Interview de Philippe Binard, secrétaire général de Freshfel
« Il va falloir agir vite pour retrouver la confiance des consommateurs et du marché »
Fld Hebdo : Quel est l’impact d’une telle crise sur le marché européen des f&l ?
Philippe Binard : Il est encore trop tôt pour faire un bilan tant que l’on n’aura pas définitivement confirmé et isolé la source de l’épidémie. Les attitudes selon les pays sont différentes, le marché français, par exemple, a eu une attitude très nationaliste. Les effets sont importants sur le marché du concombre, de la tomate et des salades en particulier. Une fois la source connue, cela pourra rassurer le marché tant européen qu’à l’export et permettra tout doucement de revenir à la normale. Les fruits en revanche se sont bien comportés la semaine dernière.

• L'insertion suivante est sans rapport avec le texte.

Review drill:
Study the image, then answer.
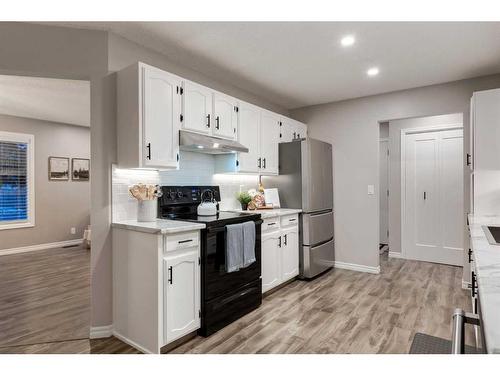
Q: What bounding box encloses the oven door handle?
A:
[207,220,263,233]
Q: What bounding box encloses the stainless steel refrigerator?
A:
[262,138,334,279]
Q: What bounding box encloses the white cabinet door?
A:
[281,226,299,282]
[212,92,238,139]
[238,103,261,173]
[280,118,297,142]
[262,231,281,293]
[260,111,280,175]
[163,249,200,343]
[182,81,212,134]
[473,89,500,170]
[142,65,182,168]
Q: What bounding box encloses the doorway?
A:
[379,122,389,254]
[401,124,464,266]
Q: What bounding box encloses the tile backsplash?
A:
[112,151,259,221]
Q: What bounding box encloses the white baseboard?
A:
[89,325,113,339]
[0,238,83,256]
[389,251,403,258]
[113,331,154,354]
[334,261,380,274]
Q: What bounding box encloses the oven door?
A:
[201,220,262,301]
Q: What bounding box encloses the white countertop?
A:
[469,215,500,353]
[111,219,205,234]
[228,208,302,219]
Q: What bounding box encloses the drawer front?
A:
[262,217,280,233]
[281,214,299,228]
[165,231,200,252]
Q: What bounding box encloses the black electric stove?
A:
[158,186,262,336]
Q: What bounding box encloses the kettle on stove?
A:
[197,189,218,216]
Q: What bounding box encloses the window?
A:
[0,131,35,230]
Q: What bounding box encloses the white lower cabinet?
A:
[262,231,281,293]
[113,228,201,353]
[163,248,201,344]
[262,215,299,293]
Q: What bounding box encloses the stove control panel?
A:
[159,186,220,206]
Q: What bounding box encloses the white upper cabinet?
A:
[212,92,238,139]
[259,110,280,175]
[280,117,307,142]
[237,103,261,173]
[117,63,182,169]
[182,81,212,134]
[471,89,500,170]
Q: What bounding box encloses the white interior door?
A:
[403,129,464,265]
[379,139,389,244]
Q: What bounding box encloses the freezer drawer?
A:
[302,211,333,246]
[300,239,335,279]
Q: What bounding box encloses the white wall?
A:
[389,113,463,253]
[291,75,500,267]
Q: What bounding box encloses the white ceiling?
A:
[49,22,500,108]
[0,75,90,126]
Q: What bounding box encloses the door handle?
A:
[168,266,173,284]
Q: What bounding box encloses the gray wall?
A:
[291,75,500,267]
[0,115,90,252]
[389,113,467,253]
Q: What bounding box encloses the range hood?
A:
[179,130,248,155]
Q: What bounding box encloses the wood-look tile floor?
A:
[0,249,473,353]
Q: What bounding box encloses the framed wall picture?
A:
[71,158,90,181]
[49,156,69,181]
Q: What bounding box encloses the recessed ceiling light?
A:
[366,67,379,77]
[340,35,356,47]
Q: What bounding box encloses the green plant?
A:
[236,191,252,204]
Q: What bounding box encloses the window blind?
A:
[0,140,29,222]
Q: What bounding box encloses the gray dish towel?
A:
[243,221,255,267]
[226,224,243,272]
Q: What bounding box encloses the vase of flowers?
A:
[236,191,252,211]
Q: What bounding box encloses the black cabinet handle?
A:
[168,266,173,284]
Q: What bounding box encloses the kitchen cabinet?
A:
[259,110,280,175]
[112,227,201,353]
[262,214,299,293]
[182,81,213,134]
[163,248,201,343]
[212,92,238,139]
[262,230,281,293]
[467,89,500,170]
[236,103,261,173]
[281,226,299,282]
[117,63,182,169]
[280,118,307,143]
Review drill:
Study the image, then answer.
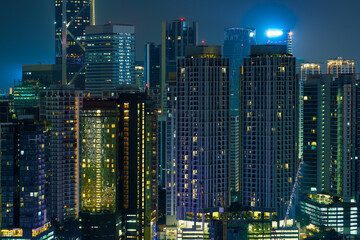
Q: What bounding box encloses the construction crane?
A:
[221,196,228,240]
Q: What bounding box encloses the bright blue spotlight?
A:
[266,29,284,38]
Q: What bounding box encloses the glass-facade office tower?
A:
[0,117,54,240]
[40,85,83,224]
[240,45,299,219]
[327,57,355,76]
[265,29,293,54]
[81,93,158,239]
[223,28,256,201]
[85,24,135,97]
[300,74,358,202]
[172,46,230,221]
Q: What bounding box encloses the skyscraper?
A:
[144,43,161,95]
[240,45,299,219]
[40,85,83,224]
[223,28,256,116]
[80,100,120,239]
[300,63,321,81]
[172,46,230,221]
[296,62,321,165]
[265,29,293,54]
[162,18,198,197]
[301,74,358,202]
[81,93,158,239]
[327,57,355,76]
[135,61,146,92]
[55,0,95,64]
[0,116,54,240]
[85,24,135,97]
[161,18,198,110]
[223,28,256,201]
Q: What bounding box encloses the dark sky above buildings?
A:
[0,0,360,88]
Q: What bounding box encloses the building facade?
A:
[240,45,299,219]
[300,74,358,202]
[300,194,359,235]
[144,43,161,95]
[81,93,158,239]
[0,118,54,240]
[223,28,256,201]
[265,29,293,54]
[327,57,355,76]
[40,86,83,224]
[85,24,135,97]
[174,46,230,221]
[55,0,95,64]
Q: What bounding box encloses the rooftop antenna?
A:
[61,0,67,85]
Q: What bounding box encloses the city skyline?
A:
[0,0,360,88]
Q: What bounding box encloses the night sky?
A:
[0,0,360,88]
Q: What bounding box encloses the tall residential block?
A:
[223,28,256,201]
[85,24,135,97]
[40,85,83,224]
[327,57,355,76]
[171,46,230,221]
[265,29,293,54]
[81,93,158,239]
[55,0,95,64]
[240,45,299,219]
[161,18,198,110]
[300,74,358,202]
[144,43,161,95]
[0,117,54,240]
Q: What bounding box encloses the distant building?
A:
[265,29,293,54]
[0,119,54,240]
[144,43,161,95]
[174,46,230,221]
[240,45,299,219]
[300,74,358,202]
[85,24,135,97]
[300,63,321,81]
[223,28,256,201]
[300,194,359,235]
[80,93,158,239]
[135,62,145,92]
[55,0,95,64]
[40,85,83,224]
[327,57,355,76]
[162,18,198,195]
[161,18,198,106]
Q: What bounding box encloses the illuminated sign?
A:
[266,29,284,38]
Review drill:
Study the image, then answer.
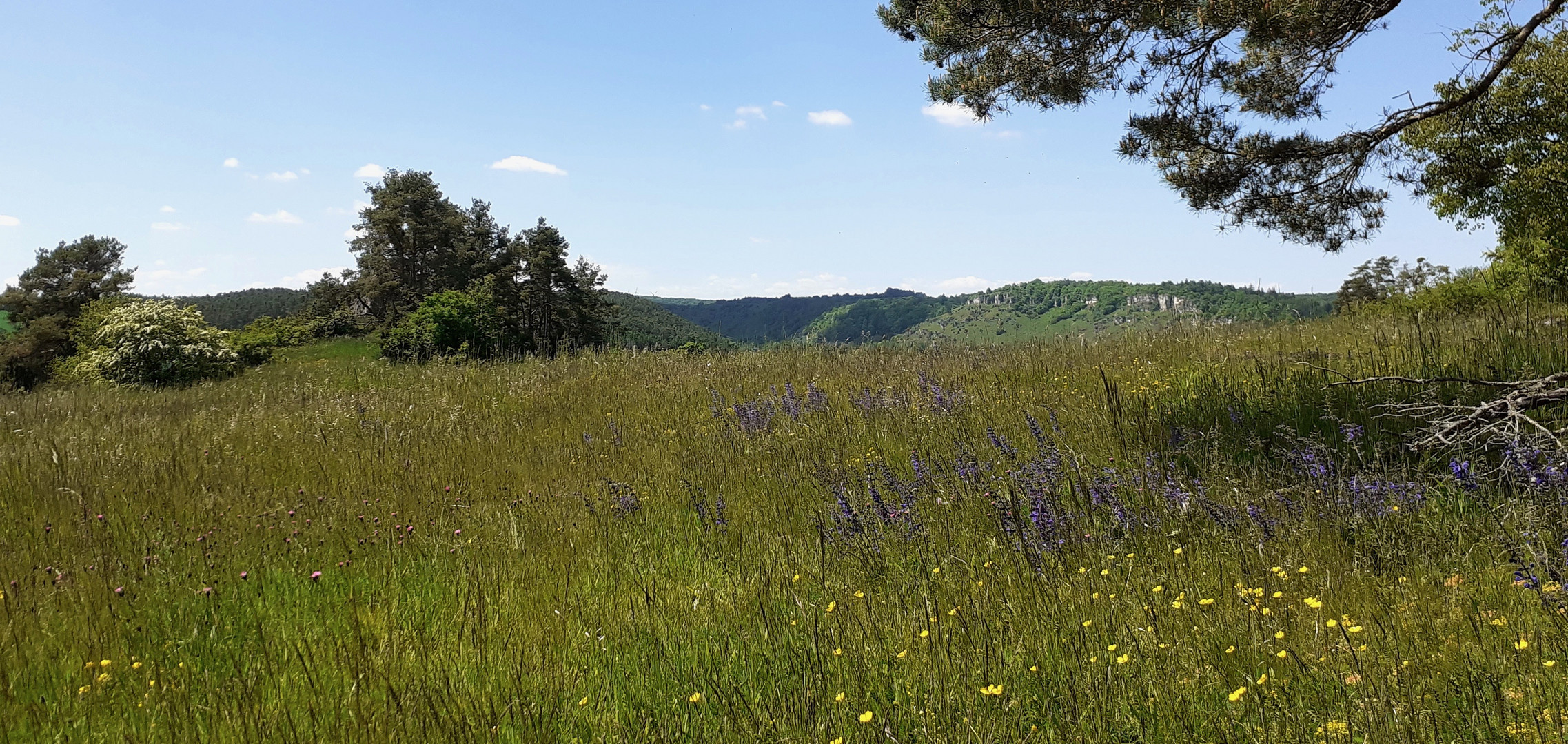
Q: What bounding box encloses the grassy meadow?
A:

En termes de restrictions d’importation, l’impact est fort, il faut citer la Russie, l’Ukraine, les pays du Golfe, les Etats-Unis, le Canada… Et la Russie se posait la question sur les fraises et produits similaires originaires d’Europe, il y a des annulations de commande.
Fld Hebdo : Quelles sont les pertes pour le marché ?
P. B. : Le marché du légume en Europe s’évalue à 1 Md€/semaine. On ne peut pas dire qu’il se soit arrêté totalement. Selon les pays, nous pouvons établir que les Pays-Bas parlent de pertes avoisinant les 30 M€, la Belgique 3,5 M€, l’Espagne 200 M€, un chiffre qu’il faut comprendre par une image totalement dépréciée des produits d’origine espagnole. L’Allemagne annonçait 2,5 M€/jour. Le marché a été perturbé en quantité et en prix. Des effets à long terme sont à prévoir.
Fld Hebdo : Quelles sont les pistes de travail pour soutenir le secteur après une telle crise sanitaire ?
P. B. : La DG Sanco a fait tout ce qu’elle pouvait pour faire la lumière sur cette affaire. Il y a le travail politique à mener sur l’aspect de la microbiologie et l’attitude des autorités allemandes. Pour autant, il faut souligner que le bilan est assez positif en termes de traçabilité et tout le monde peut être exposé par ce genre de crise : producteurs, restaurants, transformateurs, marchés de gros… Personne ne peut dire : je ne suis pas concerné. On travaille avec la DG Trade et nous attendons de connaître avec précision la source. Si les cas de maladies diminuent, l’Europe aura des arguments solides pour que la plupart des pays lèvent leurs restrictions à l’importation. En termes de compensation, les légumes doivent retrouver une bonne image. Une réunion des ministres de l’Agriculture est prévue toute la journée le 7 juin, à ce sujet. Un conseil extraordinaire de la santé a lieu (lundi 6 juin) autour du Commissaire à la santé, John Dalli, et un comité de gestion fruits et légumes portera sur l’évaluation de la crise, la semaine prochaine. Le 14 juin, un conseil extraordinaire est prévu et le sujet sera forcément abordé lors du comité consultatif fruits et légumes le 23 juin. Quant aux compensations, des mesures d’aide sont possibles à la production par le biais des OP, entre autres. Pour les autres secteurs de la filière, il faudra trouver un moyen de compenser les pertes, c’est une évidence. Par rapport à l’image de nos produits, la DG Sanco a dit qu’elle repositionnerait l’image des f&l dans ses communications. Quant à la promotion et la communication, nous avons déjà pris contact avec la DG Agri. Il va falloir agir vite pour retrouver la confiance des consommateurs.